Y va el poeta de manos de lirio desbrozando las olas lóbregas, remolcando el bote más con la grandeza del soldado dispuesto a morir al lado del último tronco, callado, que de sus fuerzas físicas. Han sido dos horas las que ha vivido el pequeño ejército colaborativo en franca contienda contra los designios de la naturaleza. El combate ha sido duro, cruel diría yo. Las olas los quieren para su lecho de gloria; empero, más allá el promontorio, con su telón de palmas, maniguas y estrellas, los espera.
Gómez, Sala, Borrero, Marcos aún no salen del estupor. El hombre pequeño de voz angelical ha hecho volar el bote sobre las crestas negras del mar tenebroso. Silencioso, como el poeta ante Efebo Apolo, el guerrero de voz suave, ecuménica, ha cumplido su misión de maestro, de guía de las almas necesitadas.
Ya están frente al peñón, la roca desde la cual una voz, en forma de trompeta, anunciaría la llegada del alma de la revolución. Saltan felices a la playa de Cajobabo. Han derrotado, nuevamente, a las fuerzas terribles del mar torvo y ceñudo.

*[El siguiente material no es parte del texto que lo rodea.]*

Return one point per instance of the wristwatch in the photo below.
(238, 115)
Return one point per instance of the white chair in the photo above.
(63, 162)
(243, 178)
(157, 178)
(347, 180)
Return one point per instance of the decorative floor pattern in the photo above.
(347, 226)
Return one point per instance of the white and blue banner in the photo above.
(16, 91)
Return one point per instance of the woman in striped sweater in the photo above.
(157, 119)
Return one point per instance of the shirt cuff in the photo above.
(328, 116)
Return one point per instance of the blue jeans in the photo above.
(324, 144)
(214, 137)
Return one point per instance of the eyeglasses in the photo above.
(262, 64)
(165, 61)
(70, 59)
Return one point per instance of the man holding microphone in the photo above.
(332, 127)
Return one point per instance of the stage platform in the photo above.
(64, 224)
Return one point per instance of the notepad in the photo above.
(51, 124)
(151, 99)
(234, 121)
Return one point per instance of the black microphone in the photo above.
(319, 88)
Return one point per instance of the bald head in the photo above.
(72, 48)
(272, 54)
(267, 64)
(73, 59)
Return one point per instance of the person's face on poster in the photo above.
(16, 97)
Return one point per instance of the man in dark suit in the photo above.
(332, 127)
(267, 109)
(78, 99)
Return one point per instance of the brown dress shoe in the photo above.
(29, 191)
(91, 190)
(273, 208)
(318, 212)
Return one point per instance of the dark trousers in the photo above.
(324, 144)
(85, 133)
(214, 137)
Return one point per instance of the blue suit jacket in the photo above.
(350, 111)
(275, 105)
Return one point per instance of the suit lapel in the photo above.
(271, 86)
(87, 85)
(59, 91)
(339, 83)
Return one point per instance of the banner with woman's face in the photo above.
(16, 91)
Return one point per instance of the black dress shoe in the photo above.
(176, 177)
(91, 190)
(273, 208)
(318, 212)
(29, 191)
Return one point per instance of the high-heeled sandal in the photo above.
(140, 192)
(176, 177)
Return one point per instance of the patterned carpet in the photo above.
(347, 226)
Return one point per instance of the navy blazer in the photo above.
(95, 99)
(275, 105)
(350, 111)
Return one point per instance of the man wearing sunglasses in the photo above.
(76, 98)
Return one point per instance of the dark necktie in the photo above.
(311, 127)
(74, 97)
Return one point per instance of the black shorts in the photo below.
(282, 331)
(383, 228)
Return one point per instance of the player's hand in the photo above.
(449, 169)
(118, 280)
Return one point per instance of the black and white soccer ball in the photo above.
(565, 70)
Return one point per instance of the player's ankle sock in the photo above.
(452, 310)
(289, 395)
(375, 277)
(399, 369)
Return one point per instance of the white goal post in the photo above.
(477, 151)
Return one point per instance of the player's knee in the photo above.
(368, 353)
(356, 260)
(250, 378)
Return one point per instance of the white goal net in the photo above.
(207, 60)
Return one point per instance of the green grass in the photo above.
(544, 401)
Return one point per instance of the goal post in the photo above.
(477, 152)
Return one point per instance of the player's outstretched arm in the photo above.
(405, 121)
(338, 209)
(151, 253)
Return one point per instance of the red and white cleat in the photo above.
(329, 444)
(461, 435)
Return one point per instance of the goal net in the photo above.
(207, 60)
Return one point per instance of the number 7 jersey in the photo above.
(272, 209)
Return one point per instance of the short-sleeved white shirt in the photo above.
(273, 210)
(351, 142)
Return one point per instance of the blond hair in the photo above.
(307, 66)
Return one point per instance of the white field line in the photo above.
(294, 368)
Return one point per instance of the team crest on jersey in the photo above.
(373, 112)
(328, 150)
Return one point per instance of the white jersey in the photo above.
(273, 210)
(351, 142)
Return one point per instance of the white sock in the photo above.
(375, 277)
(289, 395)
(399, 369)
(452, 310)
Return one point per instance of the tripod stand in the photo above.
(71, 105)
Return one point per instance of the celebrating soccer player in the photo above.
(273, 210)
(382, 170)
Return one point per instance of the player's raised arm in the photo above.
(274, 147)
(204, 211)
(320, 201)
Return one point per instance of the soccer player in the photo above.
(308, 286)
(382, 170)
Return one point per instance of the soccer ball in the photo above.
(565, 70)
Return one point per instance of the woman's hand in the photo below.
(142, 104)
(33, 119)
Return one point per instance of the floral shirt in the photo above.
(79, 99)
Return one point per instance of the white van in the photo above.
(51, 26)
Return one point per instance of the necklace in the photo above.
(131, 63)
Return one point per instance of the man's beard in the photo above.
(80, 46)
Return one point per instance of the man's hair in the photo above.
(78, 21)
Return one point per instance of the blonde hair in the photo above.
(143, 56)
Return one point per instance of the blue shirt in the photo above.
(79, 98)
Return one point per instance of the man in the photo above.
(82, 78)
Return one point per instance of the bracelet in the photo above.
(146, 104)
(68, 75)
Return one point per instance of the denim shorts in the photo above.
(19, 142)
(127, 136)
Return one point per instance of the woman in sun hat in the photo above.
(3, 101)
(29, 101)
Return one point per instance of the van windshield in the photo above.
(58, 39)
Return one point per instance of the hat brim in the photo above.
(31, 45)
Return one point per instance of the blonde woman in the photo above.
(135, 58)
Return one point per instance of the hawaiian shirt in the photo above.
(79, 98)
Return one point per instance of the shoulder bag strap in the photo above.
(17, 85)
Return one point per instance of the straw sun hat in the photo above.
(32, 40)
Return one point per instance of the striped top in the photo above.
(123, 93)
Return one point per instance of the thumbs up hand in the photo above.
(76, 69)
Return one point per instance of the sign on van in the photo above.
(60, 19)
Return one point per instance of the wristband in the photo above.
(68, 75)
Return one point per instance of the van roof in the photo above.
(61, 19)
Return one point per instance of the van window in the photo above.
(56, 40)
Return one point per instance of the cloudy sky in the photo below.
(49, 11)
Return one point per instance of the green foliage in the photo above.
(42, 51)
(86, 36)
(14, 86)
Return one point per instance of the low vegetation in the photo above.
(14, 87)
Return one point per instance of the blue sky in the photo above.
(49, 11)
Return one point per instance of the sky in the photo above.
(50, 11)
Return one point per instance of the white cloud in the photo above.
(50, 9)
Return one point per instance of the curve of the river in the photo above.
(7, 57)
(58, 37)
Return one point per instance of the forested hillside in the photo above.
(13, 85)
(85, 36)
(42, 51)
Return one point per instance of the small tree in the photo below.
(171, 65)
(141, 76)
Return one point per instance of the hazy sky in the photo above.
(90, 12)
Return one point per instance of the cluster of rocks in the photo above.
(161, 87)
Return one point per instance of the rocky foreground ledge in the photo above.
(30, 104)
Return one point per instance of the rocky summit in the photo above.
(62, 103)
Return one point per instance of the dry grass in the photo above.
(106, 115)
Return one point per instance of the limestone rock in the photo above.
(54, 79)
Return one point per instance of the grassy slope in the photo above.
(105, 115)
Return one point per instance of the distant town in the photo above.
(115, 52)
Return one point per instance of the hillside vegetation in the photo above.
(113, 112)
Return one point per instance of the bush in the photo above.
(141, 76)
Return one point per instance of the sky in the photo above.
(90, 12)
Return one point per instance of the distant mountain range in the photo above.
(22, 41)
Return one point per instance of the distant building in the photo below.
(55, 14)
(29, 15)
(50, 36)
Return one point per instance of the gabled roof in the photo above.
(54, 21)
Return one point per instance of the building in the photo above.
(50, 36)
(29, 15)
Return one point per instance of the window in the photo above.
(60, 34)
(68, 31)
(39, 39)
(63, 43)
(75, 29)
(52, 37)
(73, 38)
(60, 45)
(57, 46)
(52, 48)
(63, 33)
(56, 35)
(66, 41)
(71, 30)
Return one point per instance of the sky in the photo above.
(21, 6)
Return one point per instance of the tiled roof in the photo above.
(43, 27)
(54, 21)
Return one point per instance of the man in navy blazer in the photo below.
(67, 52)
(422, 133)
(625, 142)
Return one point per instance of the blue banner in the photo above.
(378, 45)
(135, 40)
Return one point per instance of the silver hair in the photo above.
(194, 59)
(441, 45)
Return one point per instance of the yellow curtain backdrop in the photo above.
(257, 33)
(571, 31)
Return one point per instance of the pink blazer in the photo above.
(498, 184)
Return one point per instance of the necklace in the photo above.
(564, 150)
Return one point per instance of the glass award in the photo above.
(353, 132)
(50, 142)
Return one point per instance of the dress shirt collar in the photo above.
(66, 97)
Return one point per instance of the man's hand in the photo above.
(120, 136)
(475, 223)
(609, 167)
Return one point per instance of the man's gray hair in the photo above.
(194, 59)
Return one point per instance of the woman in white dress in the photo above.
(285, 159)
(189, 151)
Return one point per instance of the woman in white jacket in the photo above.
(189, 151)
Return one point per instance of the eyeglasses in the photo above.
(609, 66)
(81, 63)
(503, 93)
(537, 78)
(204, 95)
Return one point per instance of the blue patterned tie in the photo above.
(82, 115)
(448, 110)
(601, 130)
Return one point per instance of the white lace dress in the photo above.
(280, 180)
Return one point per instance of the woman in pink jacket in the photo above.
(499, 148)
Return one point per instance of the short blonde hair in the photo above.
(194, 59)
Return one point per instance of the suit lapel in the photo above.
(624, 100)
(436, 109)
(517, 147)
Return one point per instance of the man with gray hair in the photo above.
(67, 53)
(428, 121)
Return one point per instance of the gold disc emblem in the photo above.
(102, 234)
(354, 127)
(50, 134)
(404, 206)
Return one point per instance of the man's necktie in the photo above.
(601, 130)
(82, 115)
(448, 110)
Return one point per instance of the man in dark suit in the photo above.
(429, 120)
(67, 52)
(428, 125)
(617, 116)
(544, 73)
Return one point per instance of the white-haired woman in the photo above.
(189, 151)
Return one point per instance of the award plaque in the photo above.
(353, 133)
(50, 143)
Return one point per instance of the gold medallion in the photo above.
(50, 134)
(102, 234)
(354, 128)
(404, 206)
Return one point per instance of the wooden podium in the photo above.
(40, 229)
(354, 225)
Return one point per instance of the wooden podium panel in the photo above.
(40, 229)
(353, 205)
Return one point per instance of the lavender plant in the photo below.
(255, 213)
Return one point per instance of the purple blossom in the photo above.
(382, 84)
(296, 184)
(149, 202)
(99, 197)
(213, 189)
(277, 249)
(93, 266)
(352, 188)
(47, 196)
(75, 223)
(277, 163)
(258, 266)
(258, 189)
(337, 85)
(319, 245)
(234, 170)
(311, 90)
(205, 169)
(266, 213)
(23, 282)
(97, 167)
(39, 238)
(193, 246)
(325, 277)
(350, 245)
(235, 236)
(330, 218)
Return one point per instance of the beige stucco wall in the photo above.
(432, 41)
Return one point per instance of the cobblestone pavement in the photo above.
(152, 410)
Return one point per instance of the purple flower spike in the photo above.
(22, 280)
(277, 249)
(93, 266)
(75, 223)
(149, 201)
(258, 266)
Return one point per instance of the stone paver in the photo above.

El poeta de manos de lirios es el último en dejar el bote.
Quince años ausente de los brazos amados de la patria. El corazón tierno se inflama, siente que su espíritu de hombre homagno ha alcanzado las más altas cúspides del universo; ya puede escribir Cuando se muere/ En brazos de la patria agradecida/ La muerte acaba, la prisión se rompe;/ Empieza, al fin, con el morir la vida;/ ya puede prometer que la patria libre será pronto, que la fórmula del amor triunfante salvará la revolución de Céspedes y Agramonte, que no volverán los humillantes pactos del Zanjón.
La tierra sagrada se abrió ante ellos hermosa, con la hermosura de la esclava que pide con lágrimas en los ojos que le arranquen las cadenas.
Salto. Dicha grande, escribe, en su diario, el poeta de manos de lirio y se dispone a escalar las elevadas cumbres desde las cuales las estrellas que iluminan y matan brillan con más fulgor. Era la noche profunda del 11 de abril de 1895.